Gli studenti hanno partecipato attivamente al dibattito e manifestato interesse a continuare a riflettere su una questione tanto importante, alla quale si sono sentiti chiamati a rispondere con il loro spirito critico, esercizio necessario per scardinare quel nucleo cognitivo dei pregiudizi nel quale consistono gli stereotipi. Personalmente, accompagnerò i miei studenti in questo percorso anche a partire dalle parole di uno dei pionieri della cultura della differenza di genere declinata al maschile, Stefano Ciccone (che ho conosciuto presentando il suo consigliatissimo libro “Essere Maschi”) e di quelle di uno dei talenti speculativi femminili viventi di prima forza, Luce Irigaray, con la quale ho avuto il privilegio di collaborare durante il mio PhD. Credo infatti sia necessario un cambiamento di mentalità che parta dall’elaborazione di un nuovo linguaggio, per una comunicazione sana e capace di sanare ferite e feriti d’amore. Condivido dunque queste parole, in segno di gratitudine e speranza.

«La frustrazione e il disorientamento degli uomini sono oggi largamente strumentalizzati da politiche basate sulla paura, l’egoismo e lo sciovinismo: (…) il maschilismo becero si accompagna allo sciovinismo e magari si presenta come “antisistema”.

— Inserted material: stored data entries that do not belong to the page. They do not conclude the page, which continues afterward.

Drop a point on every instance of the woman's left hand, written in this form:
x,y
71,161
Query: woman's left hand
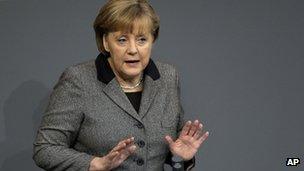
x,y
189,140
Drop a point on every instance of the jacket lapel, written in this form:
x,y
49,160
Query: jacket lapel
x,y
150,89
116,94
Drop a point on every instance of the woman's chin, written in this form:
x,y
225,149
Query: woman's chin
x,y
132,73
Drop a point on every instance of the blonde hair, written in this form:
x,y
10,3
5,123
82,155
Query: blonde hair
x,y
117,15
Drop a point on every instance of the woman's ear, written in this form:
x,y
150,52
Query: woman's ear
x,y
105,43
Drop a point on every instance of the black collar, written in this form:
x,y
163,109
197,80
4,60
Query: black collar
x,y
105,73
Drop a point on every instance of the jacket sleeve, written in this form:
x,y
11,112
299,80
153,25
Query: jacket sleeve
x,y
59,128
188,165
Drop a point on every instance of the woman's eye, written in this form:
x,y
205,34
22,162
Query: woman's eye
x,y
142,40
122,40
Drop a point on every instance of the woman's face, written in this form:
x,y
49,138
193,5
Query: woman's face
x,y
130,52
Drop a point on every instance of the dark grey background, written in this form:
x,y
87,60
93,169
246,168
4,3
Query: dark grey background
x,y
241,64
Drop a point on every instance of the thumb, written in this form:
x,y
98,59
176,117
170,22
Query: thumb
x,y
112,155
169,139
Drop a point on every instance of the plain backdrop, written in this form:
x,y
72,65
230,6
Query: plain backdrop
x,y
241,64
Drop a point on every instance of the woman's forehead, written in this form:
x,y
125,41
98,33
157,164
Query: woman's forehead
x,y
138,26
135,30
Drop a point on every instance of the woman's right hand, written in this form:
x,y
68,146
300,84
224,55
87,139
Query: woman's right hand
x,y
115,157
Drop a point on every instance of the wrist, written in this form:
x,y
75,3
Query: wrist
x,y
98,164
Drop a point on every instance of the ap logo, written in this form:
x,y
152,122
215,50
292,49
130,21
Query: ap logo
x,y
292,161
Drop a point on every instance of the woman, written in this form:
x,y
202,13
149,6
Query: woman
x,y
121,111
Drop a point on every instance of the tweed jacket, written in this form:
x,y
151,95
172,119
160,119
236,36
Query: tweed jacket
x,y
88,114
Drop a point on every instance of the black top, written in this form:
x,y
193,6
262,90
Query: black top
x,y
134,98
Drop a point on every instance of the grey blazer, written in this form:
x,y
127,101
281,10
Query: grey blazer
x,y
87,117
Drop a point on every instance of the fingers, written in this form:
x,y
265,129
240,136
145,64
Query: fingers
x,y
198,132
186,128
169,140
194,128
112,155
204,137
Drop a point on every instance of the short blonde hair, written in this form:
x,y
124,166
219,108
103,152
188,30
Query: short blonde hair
x,y
117,15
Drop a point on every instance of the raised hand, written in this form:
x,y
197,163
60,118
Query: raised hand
x,y
115,157
189,140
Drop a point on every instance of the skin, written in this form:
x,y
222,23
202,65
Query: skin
x,y
124,46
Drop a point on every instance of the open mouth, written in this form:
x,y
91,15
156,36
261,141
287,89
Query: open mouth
x,y
132,61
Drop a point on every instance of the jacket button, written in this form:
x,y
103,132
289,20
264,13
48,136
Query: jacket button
x,y
140,162
139,125
141,143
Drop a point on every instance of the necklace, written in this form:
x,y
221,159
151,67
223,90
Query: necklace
x,y
132,87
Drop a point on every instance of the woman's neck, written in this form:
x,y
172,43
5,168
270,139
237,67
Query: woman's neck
x,y
128,84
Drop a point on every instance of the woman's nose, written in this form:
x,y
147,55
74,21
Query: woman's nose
x,y
132,48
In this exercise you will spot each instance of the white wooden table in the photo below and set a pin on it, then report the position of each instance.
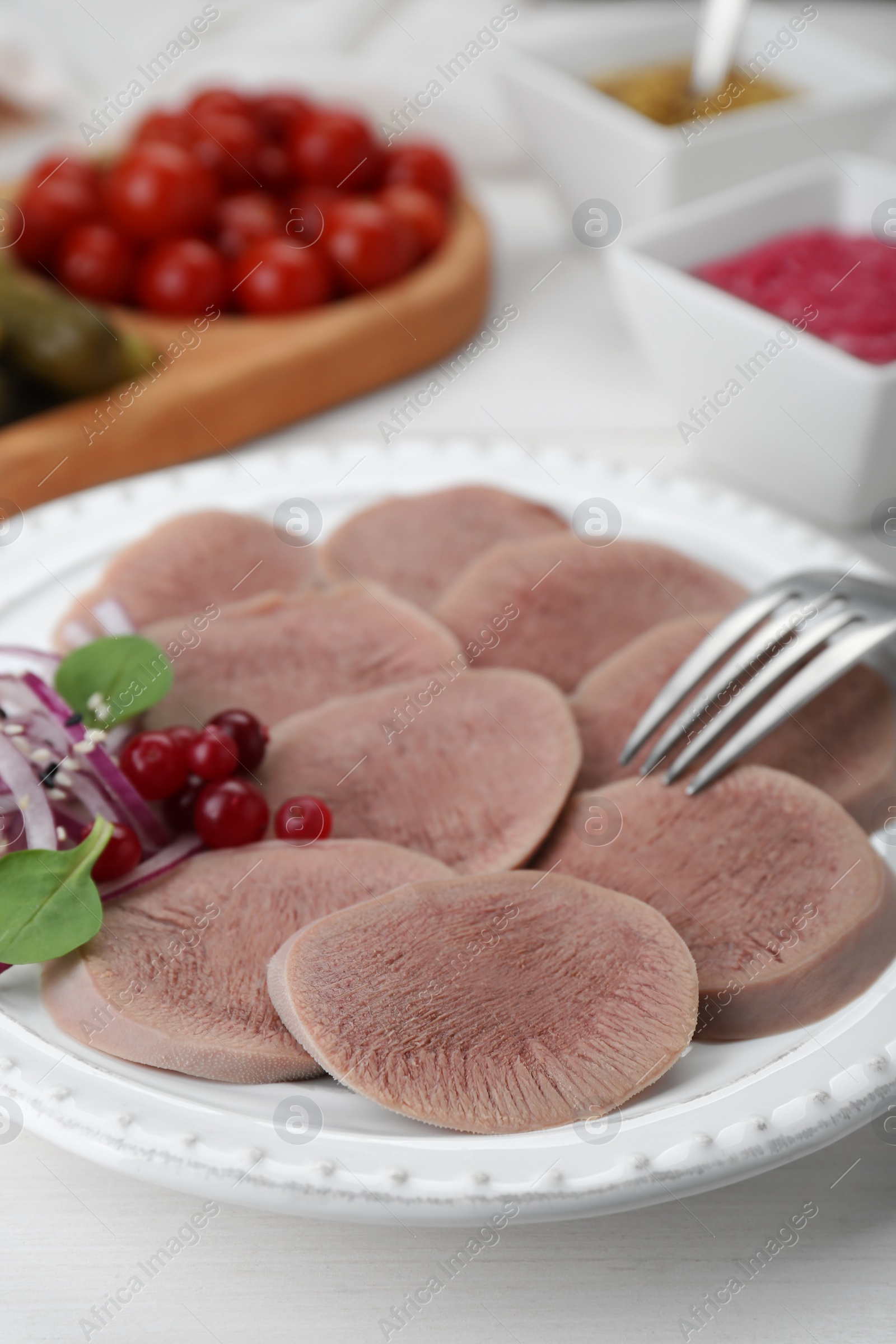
(72, 1233)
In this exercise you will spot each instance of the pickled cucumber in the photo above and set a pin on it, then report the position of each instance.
(68, 344)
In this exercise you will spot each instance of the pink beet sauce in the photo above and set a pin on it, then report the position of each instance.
(850, 280)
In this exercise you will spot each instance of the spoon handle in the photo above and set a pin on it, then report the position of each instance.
(720, 26)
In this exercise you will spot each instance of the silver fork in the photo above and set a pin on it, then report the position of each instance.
(832, 620)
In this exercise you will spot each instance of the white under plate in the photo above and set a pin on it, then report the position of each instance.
(722, 1113)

(…) Ma al tempo stesso crescono tanti percorsi di cambiamento maschile, spesso fatti in solitudine e senza avere a disposizione le parole per raccontarli, spiegarli, condividerli: essere padri in modo nuovo, vivere la sessualità, la cura del corpo, il rapporto col mondo del lavoro in modo diverso dalle generazioni precedenti. Il cambiamento maschile è già in corso ma non ha parole per essere nominato. E ciò che non ha un nome non esiste, non si può riconoscere.

La libertà delle donne e degli uomini, la libertà di chi vive nella propria città e di chi scappa dal proprio paese sono inscindibili: o crescono insieme o insieme vengono compresse.»

Stefano Ciccone, Maschile plurale Indirizzo e-mail protetto dal bots spam , deve abilitare Javascript per vederlo

«Nell'epoca in cui viviamo la società esige che le relazioni pubbliche siano dei luoghi di reciprocità tra gli individui. Non va bene che il solo mediatore sia il denaro. Non va bene che le relazioni fra persone siano continuamente conflittuali e gerarchizzate da poteri legati al possesso di oggetti e non alla qualità e all'esperienza delle persone. Il luogo a partire dal quale questo funzionamento non democratico, necessariamente individualista e conflittuale, s'instaura e risiede è nella relazione tra i sessi».